Para romper o cerco, o governo enviou o Segundo Regimento de Infantaria de Linha. Faltavam praças, e uma leva recolheu alguns vadios nas tavernas e casas de má fama da zona do porto. Acosta foi pego nesse recrutamento forçado, então comum. Nada me custaria atribuir-lhe uma paróquia de Buenos Aires ou um determinado ofício — servente de pedreiro ou quarteador —, mas essa atribuição faria dele um personagem literário e não o homem que foi o que ele foi. Passada uma semana, desertou do quartel e bandeou-se para os montoneros. Talvez pensasse que a disciplina entre gauchos seria menos severa que nas fileiras de um exército regular. Talvez quisesse desforrar-se de ter sido arrastado para a guerra. A campanha prosseguiu, e um destacamento do Segundo trouxe alguns prisioneiros. Alguém reconheceu o pobre Acosta. Era um desertor e um traidor. O coronel Francisco Borges, meu avô, firmou a sentença de morte com a boa caligrafia da época. Quatro atiradores a executaram.

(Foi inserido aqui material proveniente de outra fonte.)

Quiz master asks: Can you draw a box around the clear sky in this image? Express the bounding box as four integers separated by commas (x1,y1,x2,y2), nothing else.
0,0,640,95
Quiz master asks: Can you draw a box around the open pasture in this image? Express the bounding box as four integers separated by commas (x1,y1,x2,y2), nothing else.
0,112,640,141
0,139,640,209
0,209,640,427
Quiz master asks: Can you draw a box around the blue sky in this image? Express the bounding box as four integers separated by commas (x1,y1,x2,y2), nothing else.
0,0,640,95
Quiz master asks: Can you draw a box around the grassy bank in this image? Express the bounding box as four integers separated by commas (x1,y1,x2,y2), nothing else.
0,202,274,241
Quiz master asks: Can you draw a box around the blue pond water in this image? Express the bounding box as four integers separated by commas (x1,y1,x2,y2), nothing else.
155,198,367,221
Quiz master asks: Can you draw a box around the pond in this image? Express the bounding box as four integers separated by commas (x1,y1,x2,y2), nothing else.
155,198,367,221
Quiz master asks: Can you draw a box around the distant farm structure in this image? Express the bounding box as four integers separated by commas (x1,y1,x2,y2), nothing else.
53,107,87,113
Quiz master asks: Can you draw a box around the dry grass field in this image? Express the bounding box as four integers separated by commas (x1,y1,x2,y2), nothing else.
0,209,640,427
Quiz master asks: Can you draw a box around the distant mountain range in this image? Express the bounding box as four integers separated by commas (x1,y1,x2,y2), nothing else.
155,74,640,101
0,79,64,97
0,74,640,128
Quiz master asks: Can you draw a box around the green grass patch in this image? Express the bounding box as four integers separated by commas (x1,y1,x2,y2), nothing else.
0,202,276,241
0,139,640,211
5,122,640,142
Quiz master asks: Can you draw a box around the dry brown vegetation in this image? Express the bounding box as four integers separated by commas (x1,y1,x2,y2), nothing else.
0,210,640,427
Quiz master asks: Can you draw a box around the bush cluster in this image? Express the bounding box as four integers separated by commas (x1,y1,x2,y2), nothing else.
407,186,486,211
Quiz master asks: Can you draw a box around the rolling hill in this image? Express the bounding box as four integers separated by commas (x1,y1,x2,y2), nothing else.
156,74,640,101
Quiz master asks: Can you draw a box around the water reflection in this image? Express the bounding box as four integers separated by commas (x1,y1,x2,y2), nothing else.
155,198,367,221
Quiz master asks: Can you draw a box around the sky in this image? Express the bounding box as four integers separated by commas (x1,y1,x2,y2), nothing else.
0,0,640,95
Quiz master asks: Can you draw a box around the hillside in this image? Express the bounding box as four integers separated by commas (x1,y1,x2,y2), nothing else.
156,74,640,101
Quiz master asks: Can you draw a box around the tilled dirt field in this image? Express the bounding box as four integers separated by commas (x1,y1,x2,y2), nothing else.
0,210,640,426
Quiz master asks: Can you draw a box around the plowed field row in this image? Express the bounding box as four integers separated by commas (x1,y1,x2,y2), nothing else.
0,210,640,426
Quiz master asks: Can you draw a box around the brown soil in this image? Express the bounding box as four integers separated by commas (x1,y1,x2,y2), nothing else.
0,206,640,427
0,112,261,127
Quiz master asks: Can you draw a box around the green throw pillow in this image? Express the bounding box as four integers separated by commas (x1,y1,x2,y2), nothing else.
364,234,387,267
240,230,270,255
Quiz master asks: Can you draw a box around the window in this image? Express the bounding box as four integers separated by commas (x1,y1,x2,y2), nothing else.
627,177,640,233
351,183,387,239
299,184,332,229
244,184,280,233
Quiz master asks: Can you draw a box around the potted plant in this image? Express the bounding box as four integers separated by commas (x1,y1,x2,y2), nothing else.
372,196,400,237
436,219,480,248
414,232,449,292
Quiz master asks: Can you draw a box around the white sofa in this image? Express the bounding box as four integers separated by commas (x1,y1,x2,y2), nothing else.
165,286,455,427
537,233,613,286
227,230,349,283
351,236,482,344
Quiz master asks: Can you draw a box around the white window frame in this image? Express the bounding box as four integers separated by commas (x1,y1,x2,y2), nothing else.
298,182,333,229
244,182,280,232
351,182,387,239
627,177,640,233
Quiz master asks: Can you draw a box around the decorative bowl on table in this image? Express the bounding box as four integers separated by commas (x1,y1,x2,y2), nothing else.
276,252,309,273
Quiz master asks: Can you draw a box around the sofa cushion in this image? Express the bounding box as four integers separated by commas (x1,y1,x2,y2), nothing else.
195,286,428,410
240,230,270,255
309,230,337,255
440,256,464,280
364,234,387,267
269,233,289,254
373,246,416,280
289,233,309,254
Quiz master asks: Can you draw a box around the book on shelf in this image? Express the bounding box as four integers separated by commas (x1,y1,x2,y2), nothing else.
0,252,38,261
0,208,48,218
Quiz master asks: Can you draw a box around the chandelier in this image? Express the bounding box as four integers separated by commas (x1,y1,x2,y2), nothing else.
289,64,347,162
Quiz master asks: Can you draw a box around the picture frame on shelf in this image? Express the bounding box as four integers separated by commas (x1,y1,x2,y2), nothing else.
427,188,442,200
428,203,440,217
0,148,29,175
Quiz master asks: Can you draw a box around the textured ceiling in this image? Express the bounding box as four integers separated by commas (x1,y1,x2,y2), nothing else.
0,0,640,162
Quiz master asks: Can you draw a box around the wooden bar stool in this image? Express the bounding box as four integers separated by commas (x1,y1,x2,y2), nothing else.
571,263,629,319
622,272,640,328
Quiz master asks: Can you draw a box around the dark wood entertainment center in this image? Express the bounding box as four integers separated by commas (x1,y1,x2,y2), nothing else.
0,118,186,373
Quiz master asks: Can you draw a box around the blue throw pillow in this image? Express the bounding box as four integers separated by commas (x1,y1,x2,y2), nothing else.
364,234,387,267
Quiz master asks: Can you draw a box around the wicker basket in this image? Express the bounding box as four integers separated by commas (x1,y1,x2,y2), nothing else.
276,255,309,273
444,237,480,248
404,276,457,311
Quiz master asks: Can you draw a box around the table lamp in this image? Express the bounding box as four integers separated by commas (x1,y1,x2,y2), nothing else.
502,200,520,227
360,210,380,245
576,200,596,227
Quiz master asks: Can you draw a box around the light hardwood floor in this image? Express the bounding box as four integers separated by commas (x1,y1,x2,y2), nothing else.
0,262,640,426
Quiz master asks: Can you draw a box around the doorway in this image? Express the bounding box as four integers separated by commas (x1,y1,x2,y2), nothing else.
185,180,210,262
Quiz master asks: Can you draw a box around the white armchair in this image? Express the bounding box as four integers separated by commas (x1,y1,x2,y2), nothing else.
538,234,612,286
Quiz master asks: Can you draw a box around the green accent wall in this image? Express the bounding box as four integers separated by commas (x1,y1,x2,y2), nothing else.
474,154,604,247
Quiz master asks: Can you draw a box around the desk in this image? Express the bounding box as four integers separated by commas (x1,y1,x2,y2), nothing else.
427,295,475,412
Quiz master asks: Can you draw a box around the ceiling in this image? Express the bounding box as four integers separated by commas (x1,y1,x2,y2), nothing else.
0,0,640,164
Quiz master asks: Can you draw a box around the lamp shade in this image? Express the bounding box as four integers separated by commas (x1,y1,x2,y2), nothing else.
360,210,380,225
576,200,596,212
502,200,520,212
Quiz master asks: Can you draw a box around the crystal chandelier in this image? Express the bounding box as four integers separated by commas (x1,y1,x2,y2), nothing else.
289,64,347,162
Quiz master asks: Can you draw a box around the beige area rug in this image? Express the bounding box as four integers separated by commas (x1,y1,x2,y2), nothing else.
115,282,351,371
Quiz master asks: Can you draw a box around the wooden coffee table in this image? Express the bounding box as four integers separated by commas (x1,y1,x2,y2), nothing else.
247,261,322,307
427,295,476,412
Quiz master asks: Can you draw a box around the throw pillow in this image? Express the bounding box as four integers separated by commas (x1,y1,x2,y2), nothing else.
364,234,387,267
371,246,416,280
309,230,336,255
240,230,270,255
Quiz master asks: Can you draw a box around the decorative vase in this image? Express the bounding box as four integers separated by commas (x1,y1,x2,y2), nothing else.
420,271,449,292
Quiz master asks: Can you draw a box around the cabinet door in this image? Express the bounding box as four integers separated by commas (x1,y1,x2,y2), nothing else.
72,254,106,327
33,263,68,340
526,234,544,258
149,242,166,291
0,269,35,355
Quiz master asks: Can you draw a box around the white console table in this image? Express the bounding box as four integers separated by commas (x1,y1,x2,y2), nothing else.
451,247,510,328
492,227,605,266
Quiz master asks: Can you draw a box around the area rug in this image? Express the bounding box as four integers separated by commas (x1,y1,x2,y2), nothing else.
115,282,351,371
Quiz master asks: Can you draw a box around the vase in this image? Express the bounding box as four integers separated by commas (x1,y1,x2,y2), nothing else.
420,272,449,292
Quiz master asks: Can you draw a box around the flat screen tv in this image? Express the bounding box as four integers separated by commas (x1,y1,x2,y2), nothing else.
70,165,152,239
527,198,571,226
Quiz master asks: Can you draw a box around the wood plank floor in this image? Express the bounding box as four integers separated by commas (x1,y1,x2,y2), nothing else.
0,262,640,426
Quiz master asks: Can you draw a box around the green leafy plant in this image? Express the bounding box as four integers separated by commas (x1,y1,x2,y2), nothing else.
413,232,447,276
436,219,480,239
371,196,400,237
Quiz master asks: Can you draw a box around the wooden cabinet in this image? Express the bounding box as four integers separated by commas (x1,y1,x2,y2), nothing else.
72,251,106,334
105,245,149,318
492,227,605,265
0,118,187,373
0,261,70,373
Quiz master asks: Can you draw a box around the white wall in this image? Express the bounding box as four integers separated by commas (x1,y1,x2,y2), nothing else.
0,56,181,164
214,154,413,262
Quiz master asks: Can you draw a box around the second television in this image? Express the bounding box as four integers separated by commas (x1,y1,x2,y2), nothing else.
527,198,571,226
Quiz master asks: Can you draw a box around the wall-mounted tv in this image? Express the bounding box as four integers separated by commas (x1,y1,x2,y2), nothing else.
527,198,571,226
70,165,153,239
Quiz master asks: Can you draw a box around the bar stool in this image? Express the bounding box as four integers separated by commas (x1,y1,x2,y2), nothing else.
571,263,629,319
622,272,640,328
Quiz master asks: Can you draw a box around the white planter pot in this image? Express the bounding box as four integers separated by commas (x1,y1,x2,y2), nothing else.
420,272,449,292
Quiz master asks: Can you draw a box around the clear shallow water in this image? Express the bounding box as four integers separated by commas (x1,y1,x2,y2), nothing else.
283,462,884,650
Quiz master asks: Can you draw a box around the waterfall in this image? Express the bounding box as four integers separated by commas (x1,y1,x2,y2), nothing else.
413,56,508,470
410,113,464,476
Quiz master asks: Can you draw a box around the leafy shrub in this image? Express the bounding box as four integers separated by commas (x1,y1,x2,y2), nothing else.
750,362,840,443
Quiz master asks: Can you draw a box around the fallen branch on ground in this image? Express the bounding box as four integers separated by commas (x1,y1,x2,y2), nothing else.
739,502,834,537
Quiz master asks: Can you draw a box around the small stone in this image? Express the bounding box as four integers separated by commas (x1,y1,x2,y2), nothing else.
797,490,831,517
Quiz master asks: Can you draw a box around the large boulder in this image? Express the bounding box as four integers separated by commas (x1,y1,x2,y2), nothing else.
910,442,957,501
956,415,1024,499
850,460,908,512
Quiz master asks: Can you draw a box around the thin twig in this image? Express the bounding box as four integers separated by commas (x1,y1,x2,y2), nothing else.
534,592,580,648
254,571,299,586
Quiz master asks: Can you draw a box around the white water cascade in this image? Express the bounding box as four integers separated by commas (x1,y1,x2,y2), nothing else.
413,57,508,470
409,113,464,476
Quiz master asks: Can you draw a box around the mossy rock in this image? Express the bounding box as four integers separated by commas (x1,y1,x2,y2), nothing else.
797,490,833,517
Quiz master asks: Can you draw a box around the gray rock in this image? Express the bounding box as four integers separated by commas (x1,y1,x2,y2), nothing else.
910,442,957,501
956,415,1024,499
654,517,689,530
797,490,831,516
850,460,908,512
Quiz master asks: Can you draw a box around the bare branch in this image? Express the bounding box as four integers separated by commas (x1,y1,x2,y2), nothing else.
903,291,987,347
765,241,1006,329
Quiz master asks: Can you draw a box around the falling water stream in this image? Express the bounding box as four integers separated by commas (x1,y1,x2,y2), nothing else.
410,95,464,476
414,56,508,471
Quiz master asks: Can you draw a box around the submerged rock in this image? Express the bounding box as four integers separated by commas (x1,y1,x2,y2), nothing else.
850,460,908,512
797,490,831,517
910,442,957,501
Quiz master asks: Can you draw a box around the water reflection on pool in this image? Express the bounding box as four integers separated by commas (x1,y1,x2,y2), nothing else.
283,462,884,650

Eu nasci trinta anos depois. Um vago sentimento de culpa ata-me a esse morto. Sei que lhe devo uma reparação, que não chegará a ele. Dito esta inútil página no dia 19 de novembro de 1985.
[1] Chamavam-se montoneras as milícias rurais opostas às forças regulares durante as guerras civis argentinas (1814-80), nas quais os federalistas de algumas províncias enfrentaram os centralistas portenhos (unitários). Um dos capítulos finais dessas guerras, a Rebelião Jordanista – encabeçada pelo general Ricardo López Jordán – eclodiu em 1870, logo após o assassinato de Justo José de Urquiza, que fora várias vezes governador da província de Entre Ríos, líder do Partido Federal e presidente da Confederação Argentina (1831-61). [N. T.]
[2] Sapucai ou sapucay: grito de guerra ou júbilo, de ascendência guarani. [N. T.]